Methylprednisolone administration in primary biliary cirrhosis increases cholic acid turnover, synthesis, and deoxycholate concentration in bile.

As immunosuppressive agents, corticosteroids may be considered an appropriate treatment for primary biliary cirrhosis, even if bone loss and other side effects may occur. We studied biliary lipid metabolism in 10 nonicteric patients, with histologically proven primary biliary cirrhosis (stage I-IV). We administered methylprednisolone (24 mg daily) for 30 days to ascertain its effects on biliary lipid metabolism, which are largely still unknown. All patients underwent a 30-day drug-washout period before entering the trial.
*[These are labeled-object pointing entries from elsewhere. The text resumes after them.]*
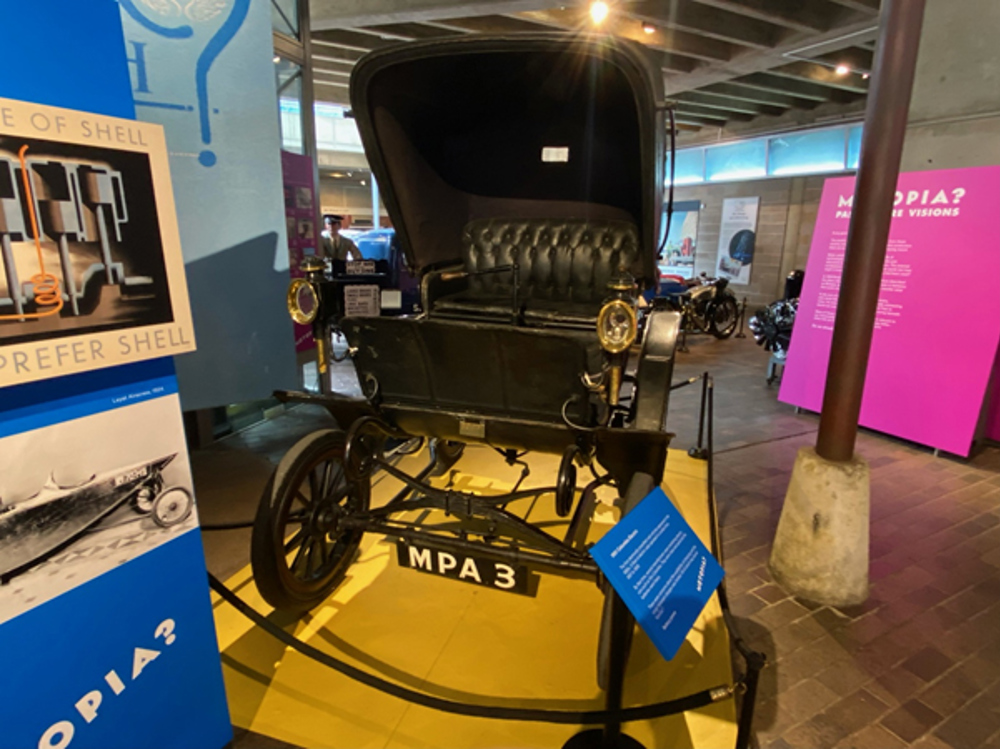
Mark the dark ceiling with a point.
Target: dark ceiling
(723, 60)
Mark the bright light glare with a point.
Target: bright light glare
(598, 12)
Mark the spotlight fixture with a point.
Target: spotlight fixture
(598, 12)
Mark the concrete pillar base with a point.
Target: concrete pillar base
(820, 550)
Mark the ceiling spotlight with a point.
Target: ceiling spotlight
(599, 11)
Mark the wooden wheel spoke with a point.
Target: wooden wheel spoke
(295, 540)
(299, 555)
(313, 485)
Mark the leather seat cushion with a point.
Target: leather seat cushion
(564, 260)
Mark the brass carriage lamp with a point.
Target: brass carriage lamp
(617, 327)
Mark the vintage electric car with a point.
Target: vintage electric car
(34, 528)
(524, 177)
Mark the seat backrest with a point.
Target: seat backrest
(567, 260)
(481, 368)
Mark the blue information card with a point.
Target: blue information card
(661, 570)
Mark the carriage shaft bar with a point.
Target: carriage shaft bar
(878, 171)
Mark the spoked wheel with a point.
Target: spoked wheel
(172, 506)
(299, 551)
(640, 485)
(723, 314)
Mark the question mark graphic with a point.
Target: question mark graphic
(165, 629)
(212, 50)
(196, 10)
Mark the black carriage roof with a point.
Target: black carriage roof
(517, 126)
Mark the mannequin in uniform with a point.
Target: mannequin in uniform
(336, 246)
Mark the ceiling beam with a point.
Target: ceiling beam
(627, 27)
(728, 103)
(409, 31)
(734, 91)
(826, 76)
(338, 14)
(690, 119)
(336, 54)
(798, 88)
(352, 40)
(708, 22)
(495, 24)
(807, 17)
(761, 61)
(860, 6)
(683, 108)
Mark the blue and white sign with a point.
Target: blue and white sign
(105, 622)
(661, 570)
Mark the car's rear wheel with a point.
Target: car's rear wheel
(300, 550)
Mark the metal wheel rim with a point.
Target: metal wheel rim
(311, 555)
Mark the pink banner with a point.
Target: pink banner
(938, 322)
(302, 225)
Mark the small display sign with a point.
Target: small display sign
(362, 300)
(661, 570)
(359, 267)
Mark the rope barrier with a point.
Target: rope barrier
(537, 715)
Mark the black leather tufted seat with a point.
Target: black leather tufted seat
(564, 264)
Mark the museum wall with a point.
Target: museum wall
(788, 208)
(955, 111)
(337, 197)
(208, 78)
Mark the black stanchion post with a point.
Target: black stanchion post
(611, 736)
(743, 317)
(699, 450)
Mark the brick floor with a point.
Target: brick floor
(917, 665)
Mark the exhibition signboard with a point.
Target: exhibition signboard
(737, 239)
(938, 321)
(660, 568)
(682, 242)
(91, 272)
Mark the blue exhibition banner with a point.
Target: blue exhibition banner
(661, 570)
(125, 661)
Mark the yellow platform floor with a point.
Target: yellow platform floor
(468, 643)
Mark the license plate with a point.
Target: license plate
(456, 565)
(125, 478)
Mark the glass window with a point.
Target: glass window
(854, 147)
(744, 160)
(807, 153)
(334, 131)
(690, 167)
(285, 17)
(289, 80)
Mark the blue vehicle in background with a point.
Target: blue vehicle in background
(381, 244)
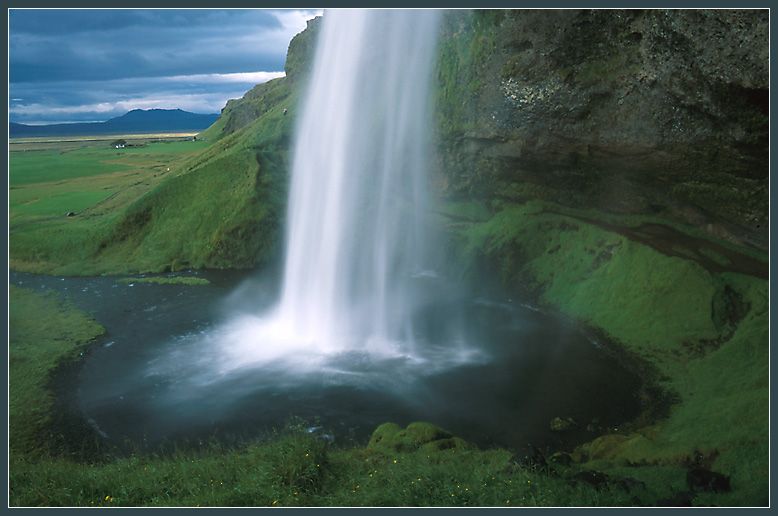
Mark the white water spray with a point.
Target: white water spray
(351, 295)
(357, 200)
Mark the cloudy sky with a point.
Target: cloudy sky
(74, 65)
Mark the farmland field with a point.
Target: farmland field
(88, 179)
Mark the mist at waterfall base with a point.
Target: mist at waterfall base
(364, 329)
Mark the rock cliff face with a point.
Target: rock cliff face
(628, 111)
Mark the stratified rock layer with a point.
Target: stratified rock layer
(627, 111)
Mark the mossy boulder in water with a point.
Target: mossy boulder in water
(391, 437)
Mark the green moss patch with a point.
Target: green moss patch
(175, 280)
(42, 333)
(705, 334)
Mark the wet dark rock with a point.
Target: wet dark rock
(561, 458)
(559, 424)
(659, 112)
(702, 480)
(594, 478)
(630, 484)
(680, 500)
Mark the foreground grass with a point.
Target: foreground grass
(42, 333)
(703, 336)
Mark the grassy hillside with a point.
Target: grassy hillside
(701, 337)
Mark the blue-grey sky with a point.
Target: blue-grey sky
(76, 65)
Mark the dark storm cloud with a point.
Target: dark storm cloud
(70, 65)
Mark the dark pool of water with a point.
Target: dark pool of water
(146, 381)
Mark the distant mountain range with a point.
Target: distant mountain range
(137, 121)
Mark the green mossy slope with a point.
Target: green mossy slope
(704, 335)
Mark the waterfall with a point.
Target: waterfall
(357, 198)
(357, 301)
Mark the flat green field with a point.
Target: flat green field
(88, 178)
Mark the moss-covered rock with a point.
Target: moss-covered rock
(418, 436)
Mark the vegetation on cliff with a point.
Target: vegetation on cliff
(569, 141)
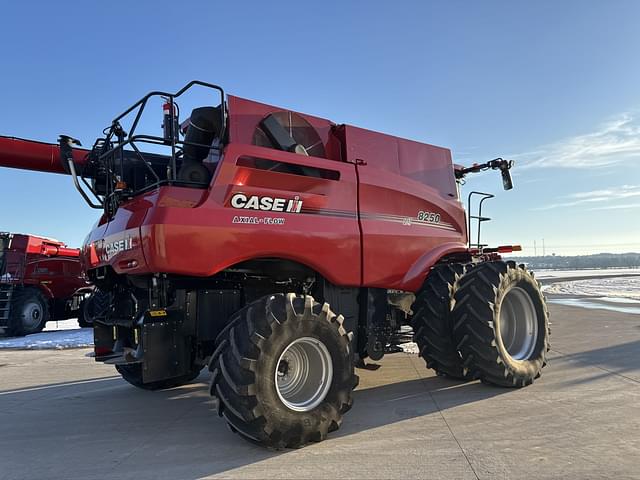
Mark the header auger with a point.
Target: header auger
(279, 250)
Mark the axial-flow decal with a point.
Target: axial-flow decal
(265, 203)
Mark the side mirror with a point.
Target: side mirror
(507, 183)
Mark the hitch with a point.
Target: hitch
(497, 164)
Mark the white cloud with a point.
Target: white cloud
(618, 207)
(614, 142)
(597, 196)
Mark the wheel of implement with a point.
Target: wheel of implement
(432, 324)
(132, 373)
(501, 324)
(283, 372)
(29, 312)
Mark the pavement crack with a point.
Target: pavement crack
(441, 413)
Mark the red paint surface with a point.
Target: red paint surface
(45, 263)
(363, 229)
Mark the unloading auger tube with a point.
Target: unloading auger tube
(281, 250)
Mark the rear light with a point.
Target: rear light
(509, 248)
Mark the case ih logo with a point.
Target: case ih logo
(111, 249)
(270, 204)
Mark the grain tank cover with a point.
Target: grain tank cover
(421, 162)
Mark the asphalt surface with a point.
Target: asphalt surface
(64, 417)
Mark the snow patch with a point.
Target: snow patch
(607, 289)
(56, 335)
(410, 347)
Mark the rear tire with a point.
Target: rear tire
(132, 373)
(432, 324)
(262, 393)
(83, 315)
(29, 312)
(501, 324)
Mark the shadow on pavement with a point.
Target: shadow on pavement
(619, 359)
(112, 429)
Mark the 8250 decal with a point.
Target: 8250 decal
(429, 217)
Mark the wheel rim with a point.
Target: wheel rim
(303, 374)
(31, 315)
(518, 324)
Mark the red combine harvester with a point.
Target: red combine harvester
(40, 280)
(281, 249)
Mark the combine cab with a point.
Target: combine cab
(280, 250)
(40, 280)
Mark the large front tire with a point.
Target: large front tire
(29, 312)
(501, 324)
(432, 324)
(283, 371)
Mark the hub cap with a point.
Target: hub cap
(31, 315)
(518, 324)
(303, 374)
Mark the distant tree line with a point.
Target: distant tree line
(599, 260)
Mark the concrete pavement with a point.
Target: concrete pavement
(63, 417)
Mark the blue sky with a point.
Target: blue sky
(552, 85)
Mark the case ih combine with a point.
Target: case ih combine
(280, 249)
(40, 280)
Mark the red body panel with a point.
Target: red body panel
(38, 156)
(380, 212)
(399, 179)
(46, 263)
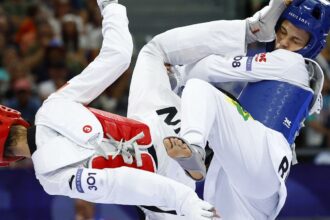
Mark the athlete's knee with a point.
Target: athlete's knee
(198, 87)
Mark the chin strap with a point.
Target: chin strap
(129, 149)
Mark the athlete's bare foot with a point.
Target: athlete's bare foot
(176, 148)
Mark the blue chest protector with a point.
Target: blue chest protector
(278, 105)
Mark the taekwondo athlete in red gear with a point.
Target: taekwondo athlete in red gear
(73, 142)
(253, 144)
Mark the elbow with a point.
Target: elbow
(154, 49)
(121, 57)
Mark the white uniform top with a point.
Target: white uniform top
(208, 52)
(67, 133)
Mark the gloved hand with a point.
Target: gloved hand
(261, 26)
(197, 209)
(103, 3)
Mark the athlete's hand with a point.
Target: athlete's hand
(197, 209)
(175, 148)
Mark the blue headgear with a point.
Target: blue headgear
(312, 16)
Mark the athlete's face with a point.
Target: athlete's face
(290, 37)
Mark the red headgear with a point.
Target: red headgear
(8, 117)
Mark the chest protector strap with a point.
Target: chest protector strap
(278, 105)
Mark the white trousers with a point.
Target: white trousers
(241, 181)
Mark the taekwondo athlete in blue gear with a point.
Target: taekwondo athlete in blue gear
(284, 106)
(252, 156)
(69, 139)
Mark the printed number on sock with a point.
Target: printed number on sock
(284, 167)
(237, 62)
(91, 181)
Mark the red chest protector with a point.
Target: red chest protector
(124, 130)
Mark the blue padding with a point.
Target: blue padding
(278, 105)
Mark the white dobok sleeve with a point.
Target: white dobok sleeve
(122, 185)
(150, 83)
(113, 59)
(281, 65)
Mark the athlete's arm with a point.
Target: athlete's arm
(281, 65)
(113, 60)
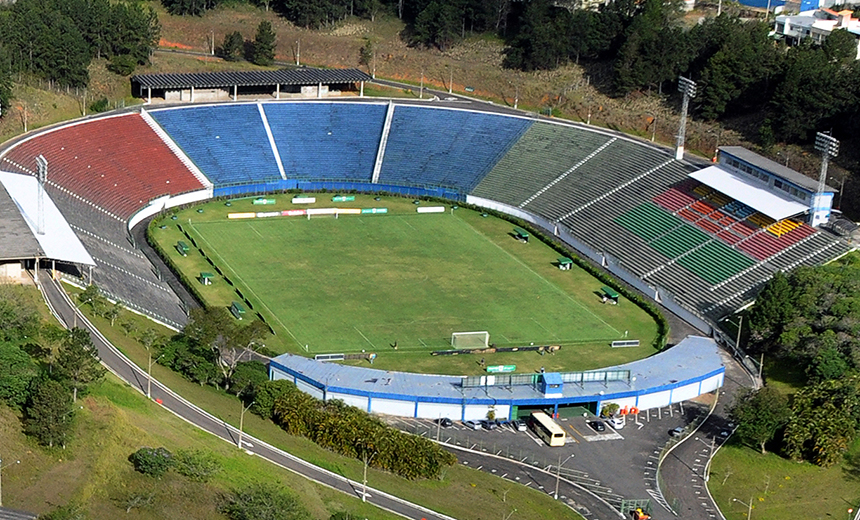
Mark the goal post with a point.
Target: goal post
(479, 339)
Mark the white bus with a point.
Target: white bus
(547, 429)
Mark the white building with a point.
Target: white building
(816, 24)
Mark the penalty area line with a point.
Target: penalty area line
(365, 337)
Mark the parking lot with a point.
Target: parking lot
(613, 464)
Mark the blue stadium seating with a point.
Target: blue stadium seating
(228, 143)
(334, 141)
(446, 147)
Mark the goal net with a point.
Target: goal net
(470, 339)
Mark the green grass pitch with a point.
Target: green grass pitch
(364, 282)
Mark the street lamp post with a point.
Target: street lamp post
(749, 506)
(829, 147)
(242, 421)
(149, 373)
(367, 461)
(558, 473)
(687, 87)
(1, 477)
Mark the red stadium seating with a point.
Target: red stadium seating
(117, 163)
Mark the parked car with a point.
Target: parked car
(445, 422)
(475, 425)
(597, 426)
(489, 425)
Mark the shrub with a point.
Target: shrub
(154, 462)
(262, 502)
(122, 64)
(196, 465)
(100, 105)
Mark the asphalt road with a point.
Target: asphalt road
(685, 468)
(120, 366)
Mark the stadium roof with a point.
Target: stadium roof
(19, 238)
(255, 78)
(691, 358)
(792, 176)
(754, 194)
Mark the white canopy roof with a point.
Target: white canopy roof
(754, 194)
(58, 242)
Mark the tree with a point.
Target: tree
(189, 7)
(230, 341)
(5, 81)
(113, 312)
(824, 421)
(154, 462)
(840, 47)
(231, 49)
(48, 413)
(760, 414)
(262, 501)
(19, 318)
(196, 465)
(437, 25)
(247, 376)
(264, 44)
(78, 361)
(17, 370)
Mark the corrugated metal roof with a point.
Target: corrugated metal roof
(58, 242)
(689, 360)
(15, 235)
(302, 76)
(792, 176)
(773, 203)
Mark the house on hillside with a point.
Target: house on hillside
(816, 24)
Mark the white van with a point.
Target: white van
(616, 422)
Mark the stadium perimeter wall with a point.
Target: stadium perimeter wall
(162, 203)
(693, 367)
(659, 295)
(270, 187)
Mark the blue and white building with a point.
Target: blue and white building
(691, 368)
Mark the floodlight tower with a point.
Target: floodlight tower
(829, 147)
(42, 177)
(687, 87)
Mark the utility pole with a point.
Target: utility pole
(829, 147)
(242, 421)
(1, 478)
(687, 87)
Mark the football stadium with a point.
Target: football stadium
(367, 231)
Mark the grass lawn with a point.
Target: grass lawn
(364, 282)
(94, 471)
(462, 493)
(781, 488)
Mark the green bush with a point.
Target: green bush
(100, 105)
(262, 502)
(122, 64)
(196, 465)
(154, 462)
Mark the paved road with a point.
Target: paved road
(684, 470)
(132, 374)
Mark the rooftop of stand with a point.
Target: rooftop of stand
(256, 78)
(754, 194)
(793, 176)
(18, 224)
(692, 358)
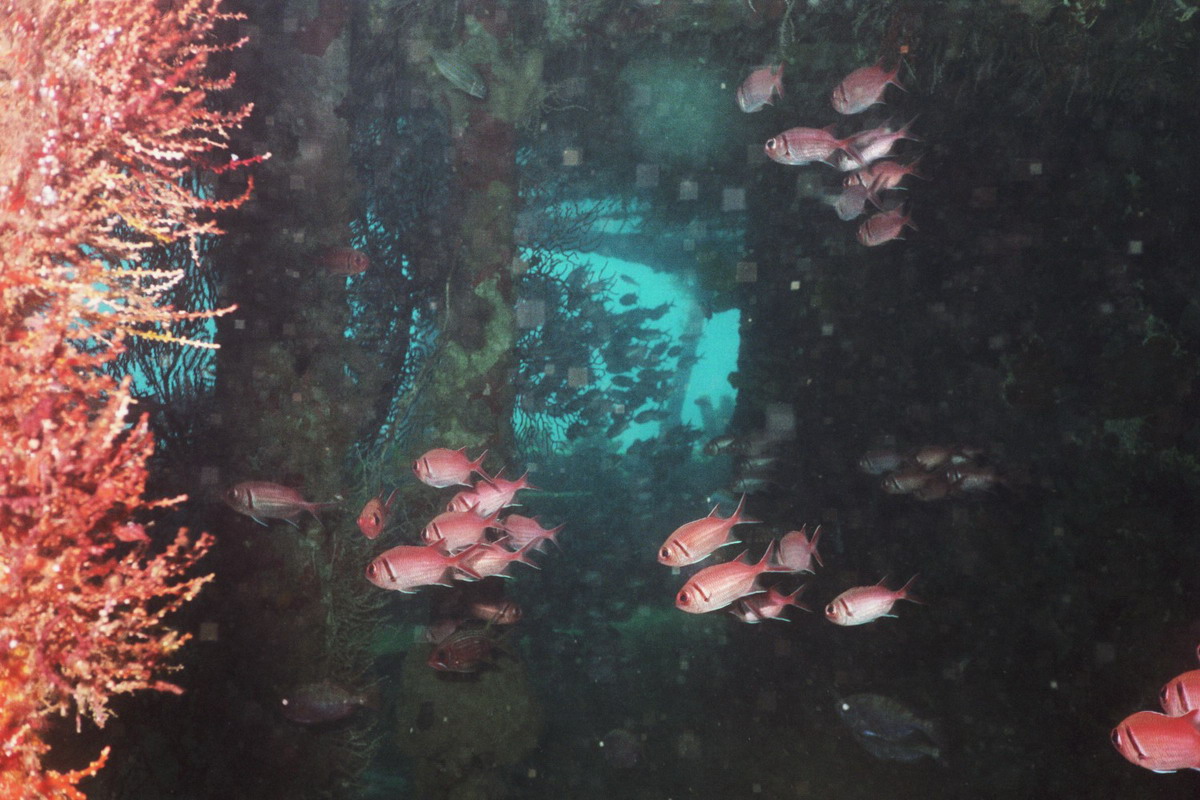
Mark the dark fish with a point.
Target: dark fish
(455, 68)
(889, 729)
(466, 650)
(321, 703)
(877, 462)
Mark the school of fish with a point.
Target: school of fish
(737, 583)
(865, 155)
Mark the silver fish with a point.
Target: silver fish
(888, 729)
(455, 68)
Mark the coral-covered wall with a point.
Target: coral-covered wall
(105, 116)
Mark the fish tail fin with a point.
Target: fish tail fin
(905, 594)
(915, 172)
(455, 561)
(522, 555)
(793, 599)
(526, 485)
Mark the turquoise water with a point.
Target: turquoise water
(1001, 402)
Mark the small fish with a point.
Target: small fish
(376, 513)
(885, 227)
(463, 651)
(321, 703)
(868, 146)
(695, 541)
(931, 457)
(772, 605)
(798, 146)
(407, 567)
(499, 612)
(1159, 743)
(442, 467)
(526, 529)
(1181, 693)
(455, 68)
(905, 481)
(863, 605)
(797, 551)
(851, 203)
(882, 175)
(343, 260)
(487, 498)
(453, 530)
(760, 88)
(862, 89)
(889, 729)
(491, 558)
(717, 587)
(973, 477)
(876, 462)
(263, 500)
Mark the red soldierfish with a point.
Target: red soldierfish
(465, 651)
(772, 605)
(695, 541)
(522, 530)
(882, 175)
(407, 567)
(760, 88)
(797, 551)
(851, 203)
(798, 146)
(442, 467)
(343, 260)
(262, 500)
(717, 587)
(490, 497)
(863, 605)
(492, 558)
(862, 89)
(1159, 743)
(885, 227)
(376, 513)
(453, 530)
(1182, 693)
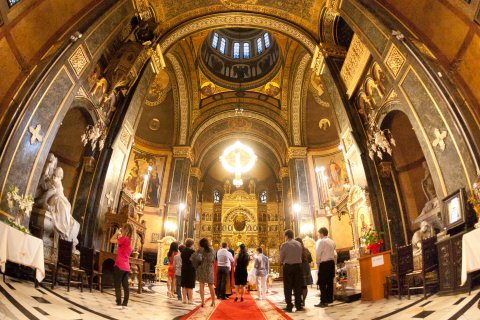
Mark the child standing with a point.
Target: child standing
(122, 265)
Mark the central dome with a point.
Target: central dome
(242, 56)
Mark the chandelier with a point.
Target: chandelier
(238, 158)
(380, 141)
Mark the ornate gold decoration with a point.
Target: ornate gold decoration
(354, 65)
(183, 152)
(78, 60)
(238, 20)
(296, 153)
(297, 98)
(394, 60)
(196, 172)
(183, 104)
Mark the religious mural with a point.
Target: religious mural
(144, 176)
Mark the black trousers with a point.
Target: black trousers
(222, 275)
(293, 279)
(326, 273)
(121, 279)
The following parameters were studied before and after methylprednisolone treatment: serum biochemistry; cholic acid pool size, kinetics and synthesis; biliary lipid secretion; biliary bile acid pattern; biliary lipid molar percentage; and cholesterol saturation index. Methylprednisolone induced a statistically significant (Wilcoxon rank test) increase in cholic acid turnover (from 0.26+/-0.04 to 0.50+/-0.05 K/day, P = 0.005) and synthesis (from 0.42+/-0.12 to 0.78+/-0.11 mmol/day, P = 0.04), and in bile deoxycholic acid molar percentage (from 19.4+/-2.7 to 30.6+/-4.4% molar, P = 0.01). On the other hand, a significant decrease in biliary cholesterol molar percentage (from 7.9+/-0.7 to 6.4+/-0.5% molar, P = 0.005), cholesterol saturation index (from 1.11+/-0.11 to 0.95+/-0.07, P = 0.05), and biliary cholesterol secretion (from 64.7+/-5.4 to 53.0+/-4.5 micromol/hr, P = 0.005) was observed. These findings show that short-term administration of methylprednisolone in patients with primary biliary cirrhosis does not induce expansion of the cholic acid pool but increases cholic acid synthesis and turnover, as well as intestinal production of deoxycholic acid. If long-term treatment is considered, the beneficial immunosuppressive effects of corticosteroids have to be weighed against the hepatotoxic properties of deoxycholic acid.